Die CS-Manager haben sich aus dem Staub gemacht – unter Mitnahme von zig Millionen an Gehalt und Boni, die sie sich als Mitglieder der Führungselite zuschanzten.
Die VW-Manager sitzen in den Verhandlungen um die Zukunft des Werks noch immer forsch-fordernd am Verhandlungstisch mit den Vertretern der Arbeitnehmer, selbstherrlich ausgestattet mit Millionengehältern.
Wie viel Moral hat der Kapitalismus?
Jeder Juso kennt die Antwort: keine!
In der Tat hat Kapitalismus nichts mit Gut und Böse zu tun. Er ist der Motor der Wirtschaft – des Wirtschaftens in Freiheit, das wiederum elementarer Bestandteil der Freiheit des Bürgers ist, der über sein Eigentum verfügen und etwas damit unternehmen darf: zum Beispiel ein Unternehmen gründen und entwickeln, um dieses Eigentum zu mehren.
Der Kapitalismus ist der Maschinenraum der freien Gesellschaft.
Wo aber bleibt die Moral, die bei VW und CS so eklatant zu fehlen scheint?
Sie ist eine Kategorie der Politik, also der Gestaltung der Gesellschaft, von der die Wirtschaft wiederum nur einen Teil darstellt. Die Politik gestaltet den Kapitalismus. Sie hegt ihn ein durch Gesetze und Regeln – durch Moral.
Die Schweizer Finanzaufsicht (Finma) fordert Instrumente, um fehlbare Banken und Banker sanktionieren zu können, etwa durch Bussen. Sie verweist auf den Strassenverkehr, wo Tempolimits ohne Bussen sinnlos wären.

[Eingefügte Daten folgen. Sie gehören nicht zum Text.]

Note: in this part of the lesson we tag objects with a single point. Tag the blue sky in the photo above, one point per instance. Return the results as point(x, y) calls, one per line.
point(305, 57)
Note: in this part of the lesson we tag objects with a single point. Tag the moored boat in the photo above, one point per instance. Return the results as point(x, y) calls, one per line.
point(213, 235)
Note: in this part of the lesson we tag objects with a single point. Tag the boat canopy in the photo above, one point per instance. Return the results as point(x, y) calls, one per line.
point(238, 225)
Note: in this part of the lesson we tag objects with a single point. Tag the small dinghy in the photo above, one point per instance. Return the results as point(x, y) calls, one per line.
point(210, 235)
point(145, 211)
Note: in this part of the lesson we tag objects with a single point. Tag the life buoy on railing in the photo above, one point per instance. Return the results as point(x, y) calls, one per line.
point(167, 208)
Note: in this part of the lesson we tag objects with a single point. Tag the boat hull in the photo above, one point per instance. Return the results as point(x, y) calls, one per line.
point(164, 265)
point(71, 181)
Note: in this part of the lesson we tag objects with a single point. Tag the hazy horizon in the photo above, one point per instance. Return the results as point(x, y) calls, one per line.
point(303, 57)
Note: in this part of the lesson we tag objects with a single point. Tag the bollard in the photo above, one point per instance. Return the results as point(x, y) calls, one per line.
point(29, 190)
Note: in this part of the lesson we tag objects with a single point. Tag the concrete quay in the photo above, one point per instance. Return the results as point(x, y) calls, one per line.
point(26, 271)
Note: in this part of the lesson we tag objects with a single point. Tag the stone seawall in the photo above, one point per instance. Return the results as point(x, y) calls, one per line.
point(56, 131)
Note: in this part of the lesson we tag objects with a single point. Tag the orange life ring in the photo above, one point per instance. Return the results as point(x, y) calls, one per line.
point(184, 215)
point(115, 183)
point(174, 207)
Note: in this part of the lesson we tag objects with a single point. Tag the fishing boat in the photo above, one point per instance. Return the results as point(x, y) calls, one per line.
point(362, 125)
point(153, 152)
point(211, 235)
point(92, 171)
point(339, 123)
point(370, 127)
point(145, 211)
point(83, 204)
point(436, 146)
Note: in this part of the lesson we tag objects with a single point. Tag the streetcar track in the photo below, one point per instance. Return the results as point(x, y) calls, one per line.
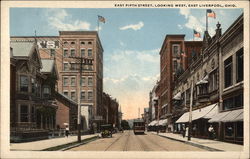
point(113, 143)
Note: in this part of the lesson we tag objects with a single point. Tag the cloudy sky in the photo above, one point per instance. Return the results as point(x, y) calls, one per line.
point(131, 39)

Das kleine Beispiel illustriert die grosse Sache: An der Spitze vor allem global operierender Unternehmen schalten und walten zahllose Manager, die sich jeglicher gesellschaftlichen Moral enthoben fühlen – weil sie für Fehlverhalten nicht gebüsst werden können. Sie nutzen ein Gehalts- und Bonisystem, das keinem moralischen Wertekatalog verpflichtet ist. Sie handeln jenseits von Moral.

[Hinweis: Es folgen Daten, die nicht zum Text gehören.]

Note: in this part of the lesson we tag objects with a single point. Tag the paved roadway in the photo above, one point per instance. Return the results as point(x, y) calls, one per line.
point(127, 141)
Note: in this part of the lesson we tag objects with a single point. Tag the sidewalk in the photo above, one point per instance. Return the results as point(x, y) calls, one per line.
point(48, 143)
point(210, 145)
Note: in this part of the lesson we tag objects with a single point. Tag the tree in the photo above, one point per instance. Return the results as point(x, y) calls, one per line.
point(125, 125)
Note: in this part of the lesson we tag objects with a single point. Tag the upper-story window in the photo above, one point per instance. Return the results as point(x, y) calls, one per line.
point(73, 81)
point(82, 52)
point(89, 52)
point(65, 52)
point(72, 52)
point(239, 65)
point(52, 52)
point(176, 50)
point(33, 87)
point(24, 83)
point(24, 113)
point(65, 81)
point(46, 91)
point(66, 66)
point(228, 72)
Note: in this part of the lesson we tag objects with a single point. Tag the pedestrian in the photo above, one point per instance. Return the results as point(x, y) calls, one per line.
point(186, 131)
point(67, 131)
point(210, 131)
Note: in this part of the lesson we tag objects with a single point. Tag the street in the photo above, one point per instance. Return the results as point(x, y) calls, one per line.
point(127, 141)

Nicht un-moralisch, sondern a-moralisch.
Der oberste Chef des miserabel geführten VW-Konzerns kassiert zehn Millionen Euro im Jahr, unbesehen des Debakels, das er und seine Vorgänger angerichtet haben.

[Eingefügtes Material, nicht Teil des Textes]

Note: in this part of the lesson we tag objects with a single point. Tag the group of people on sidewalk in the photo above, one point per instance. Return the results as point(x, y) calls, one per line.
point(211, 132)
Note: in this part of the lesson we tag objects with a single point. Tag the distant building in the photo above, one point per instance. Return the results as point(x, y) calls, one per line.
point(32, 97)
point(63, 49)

Ist das akzeptabler Kapitalismus? Gibt es überhaupt akzeptablen Kapitalismus?
Es gibt ihn in Hülle und Fülle. Tausende von mittelständischen Schweizer Patrons verkörpern ihn: Eigentümer, die mit ihrem Vermögen für das Unternehmen und dessen Mitarbeiter haften, die dafür geradestehen, wenn sie ihre Firma falsch steuern.
In der freien Welt funktioniert der überwiegende Teil des Kapitalismus nach diesem Prinzip persönlicher Verantwortung. Die moralenthobene – amoralische – Manager-Kaste hingegen gehört aus der globalisierten Wirtschaft auf den Boden der Tatsachen zurückbeordert: in die Gesellschaft, deren Wohl und Wehe von ihrem Wirken abhängig ist.
Der Topmanager muss auf die Werte des Patrons verpflichtet werden – mit seinem Gehalt, seinen Boni und seinem Vermögen für das verantwortlich, was er anrichtet.
Die Politik hat dafür zu sorgen: für einen Kapitalismus mit Moral.